Smad3 and Smurf1, but not Fols2, are essential for miR-195 driven cardiomyogenesis in PE/ST explants. Panel A. qPCR analyses of Smad3, Smurf1 and Fols2 in control, siRNA treated and siRNA plus miR-195 overexpression. Observe that siRNAs against Smad3, Smurf1 and Fols2 significantly decrease Smad3, Smurf1 and Fols2, respectively. Observe also that miR-195 administration can rescue Smad3 and Smurf1 up-regulation but not Fols2. Panel B. qPCR analyses of cardiomyogenic markers in control, siSmad3 treated and siSmad3 plus miR-195 overexpression. Observe that expression of Mef2c, Nkx2.5, Gata4 and Tnnt2 is severely impaired in both siSmad3 treated and siSmad3 plus miR-195 overexpression conditions. Panel C. qPCR analyses of cardiomyogenic markers in control, siSmurf1 treated and siSmurf1 plus miR-195 overexpression. Observe that expression of Nkx2.5, Gata4 and Tnnt2 is severely impaired in both siSmurf1 treated and siSmurf1 plus miR-195 overexpression conditions. Panel D. qPCR analyses of cardiomyogenic markers in control, siFols2 treated and siFols2 plus miR-195 overexpression.

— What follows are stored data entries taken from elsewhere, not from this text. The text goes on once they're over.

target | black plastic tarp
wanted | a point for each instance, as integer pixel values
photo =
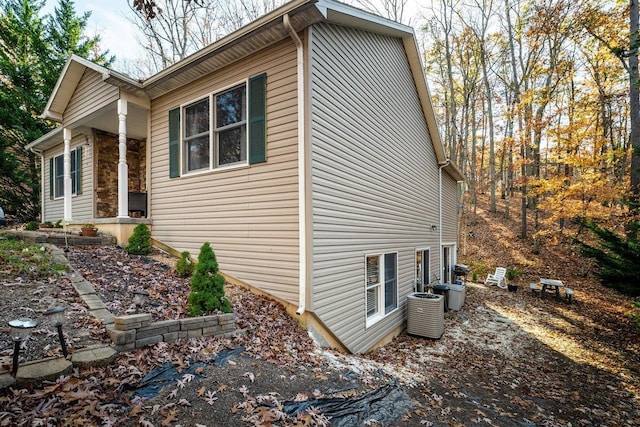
(385, 405)
(162, 376)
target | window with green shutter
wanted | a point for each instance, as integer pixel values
(257, 119)
(223, 129)
(174, 143)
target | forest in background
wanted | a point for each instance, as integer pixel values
(533, 97)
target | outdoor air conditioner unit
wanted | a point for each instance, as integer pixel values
(425, 314)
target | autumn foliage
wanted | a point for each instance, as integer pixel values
(207, 286)
(618, 259)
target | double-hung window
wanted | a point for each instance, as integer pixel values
(231, 126)
(229, 137)
(223, 129)
(57, 173)
(381, 285)
(196, 136)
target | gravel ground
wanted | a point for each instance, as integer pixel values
(505, 359)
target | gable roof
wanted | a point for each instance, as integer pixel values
(264, 31)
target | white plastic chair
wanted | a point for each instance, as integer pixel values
(498, 278)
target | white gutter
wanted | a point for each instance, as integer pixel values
(442, 166)
(302, 195)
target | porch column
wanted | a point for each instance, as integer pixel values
(66, 136)
(123, 168)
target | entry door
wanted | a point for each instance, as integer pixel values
(422, 268)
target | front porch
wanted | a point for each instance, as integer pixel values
(95, 165)
(119, 228)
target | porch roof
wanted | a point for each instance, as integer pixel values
(249, 39)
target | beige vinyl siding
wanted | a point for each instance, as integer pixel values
(374, 176)
(449, 209)
(248, 214)
(81, 205)
(90, 95)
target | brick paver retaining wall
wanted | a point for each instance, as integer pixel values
(137, 330)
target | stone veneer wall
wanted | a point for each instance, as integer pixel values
(136, 330)
(106, 155)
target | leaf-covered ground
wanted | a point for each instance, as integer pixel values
(505, 359)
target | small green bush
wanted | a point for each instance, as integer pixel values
(185, 266)
(207, 286)
(140, 241)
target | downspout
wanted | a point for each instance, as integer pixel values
(41, 154)
(442, 166)
(302, 196)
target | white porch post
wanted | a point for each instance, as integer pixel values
(66, 135)
(123, 168)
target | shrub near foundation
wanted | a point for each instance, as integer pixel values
(207, 286)
(140, 241)
(184, 266)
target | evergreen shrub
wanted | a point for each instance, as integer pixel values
(140, 241)
(207, 286)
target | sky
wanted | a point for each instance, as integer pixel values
(109, 20)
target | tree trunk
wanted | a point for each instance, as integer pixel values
(634, 94)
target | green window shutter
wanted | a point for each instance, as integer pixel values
(51, 178)
(79, 170)
(174, 143)
(258, 119)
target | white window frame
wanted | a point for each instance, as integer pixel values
(379, 287)
(214, 132)
(418, 269)
(447, 268)
(74, 168)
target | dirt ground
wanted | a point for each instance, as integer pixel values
(505, 359)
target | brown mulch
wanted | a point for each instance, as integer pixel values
(505, 358)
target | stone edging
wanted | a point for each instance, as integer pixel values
(136, 330)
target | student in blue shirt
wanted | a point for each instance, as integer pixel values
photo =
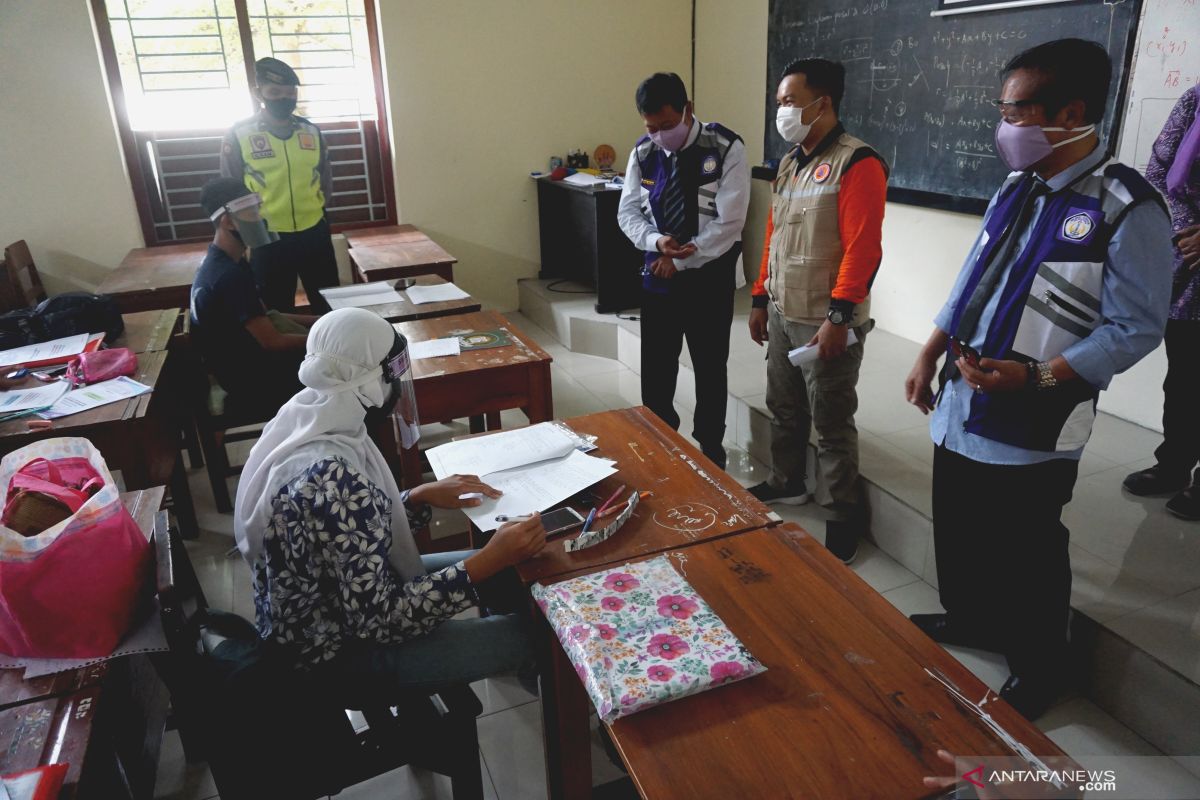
(1066, 287)
(253, 352)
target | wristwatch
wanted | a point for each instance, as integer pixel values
(1042, 376)
(839, 314)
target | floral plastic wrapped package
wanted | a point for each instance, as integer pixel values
(640, 636)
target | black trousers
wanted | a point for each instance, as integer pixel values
(305, 253)
(697, 307)
(1180, 450)
(1003, 569)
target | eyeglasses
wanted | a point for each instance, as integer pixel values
(1017, 110)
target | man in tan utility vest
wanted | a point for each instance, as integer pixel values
(821, 256)
(285, 160)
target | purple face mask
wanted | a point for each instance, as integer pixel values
(1020, 146)
(672, 139)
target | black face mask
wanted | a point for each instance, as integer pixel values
(281, 108)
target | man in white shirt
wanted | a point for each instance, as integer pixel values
(684, 203)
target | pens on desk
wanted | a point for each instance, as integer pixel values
(607, 503)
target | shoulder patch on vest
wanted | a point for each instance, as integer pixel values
(1079, 224)
(261, 146)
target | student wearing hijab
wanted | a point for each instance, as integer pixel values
(1174, 169)
(327, 531)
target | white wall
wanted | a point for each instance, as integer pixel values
(65, 187)
(484, 92)
(923, 248)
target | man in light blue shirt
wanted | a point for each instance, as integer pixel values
(1067, 286)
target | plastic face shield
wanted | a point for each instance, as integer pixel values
(397, 372)
(251, 224)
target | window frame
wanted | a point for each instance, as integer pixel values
(129, 139)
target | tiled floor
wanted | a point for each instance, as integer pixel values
(1145, 581)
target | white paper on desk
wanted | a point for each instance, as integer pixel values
(41, 396)
(537, 487)
(583, 179)
(439, 293)
(94, 396)
(43, 350)
(501, 451)
(810, 352)
(433, 348)
(360, 295)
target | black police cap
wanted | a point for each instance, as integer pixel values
(275, 71)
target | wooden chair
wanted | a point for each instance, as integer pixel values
(211, 423)
(19, 284)
(270, 731)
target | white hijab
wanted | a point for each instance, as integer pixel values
(343, 376)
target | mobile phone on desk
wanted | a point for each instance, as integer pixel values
(559, 521)
(965, 352)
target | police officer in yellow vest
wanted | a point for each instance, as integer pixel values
(283, 157)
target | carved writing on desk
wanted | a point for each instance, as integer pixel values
(747, 571)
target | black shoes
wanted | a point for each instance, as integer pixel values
(942, 629)
(795, 494)
(841, 540)
(1030, 696)
(1186, 505)
(715, 455)
(1156, 480)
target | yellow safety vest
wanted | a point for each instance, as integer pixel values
(285, 172)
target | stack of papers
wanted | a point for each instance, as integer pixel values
(535, 468)
(433, 348)
(810, 352)
(583, 179)
(46, 353)
(360, 295)
(89, 397)
(441, 293)
(18, 402)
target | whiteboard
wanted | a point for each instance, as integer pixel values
(1167, 62)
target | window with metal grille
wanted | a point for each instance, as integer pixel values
(183, 71)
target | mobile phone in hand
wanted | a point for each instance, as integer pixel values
(965, 352)
(561, 521)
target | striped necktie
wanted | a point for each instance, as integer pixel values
(675, 212)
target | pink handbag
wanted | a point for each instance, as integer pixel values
(72, 590)
(101, 365)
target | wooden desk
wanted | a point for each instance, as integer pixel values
(845, 708)
(382, 235)
(155, 277)
(149, 331)
(106, 721)
(693, 503)
(400, 259)
(138, 435)
(407, 311)
(477, 383)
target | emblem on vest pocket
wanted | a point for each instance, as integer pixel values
(261, 146)
(1079, 226)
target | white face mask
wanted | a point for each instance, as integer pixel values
(787, 121)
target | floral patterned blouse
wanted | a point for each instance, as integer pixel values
(324, 575)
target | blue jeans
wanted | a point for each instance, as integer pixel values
(457, 651)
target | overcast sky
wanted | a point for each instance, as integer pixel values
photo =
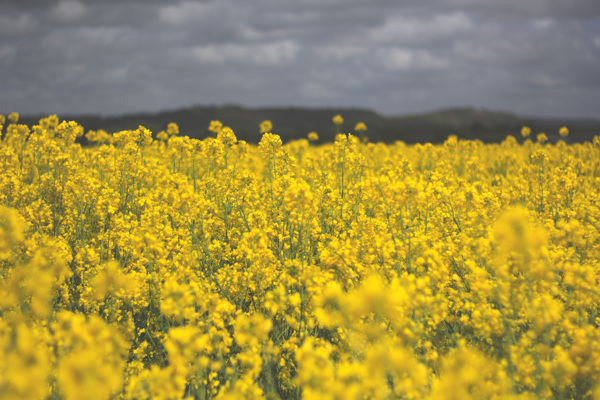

Observe that expression of Mef2c, Gata4 is not altered, Nkx2.5 is diminished but Tnnt2 is significantly increased in siSmurf1 conditions. Furthermore, Mef2c, Nkx2.5, Gata4 and Tnnt2 expression is significantly increased in siSmurf1 plus miR-195 overexpression conditions. HH17 PE were dissected from >30 embryos, treated with the corresponding microRNA mimics, siRNA or the combination of both (microRNA mimic and siRNA) and subsequently pooled to performed RNA isolation. On each case, three distinct biological replicates were subsequently tested by qPCR.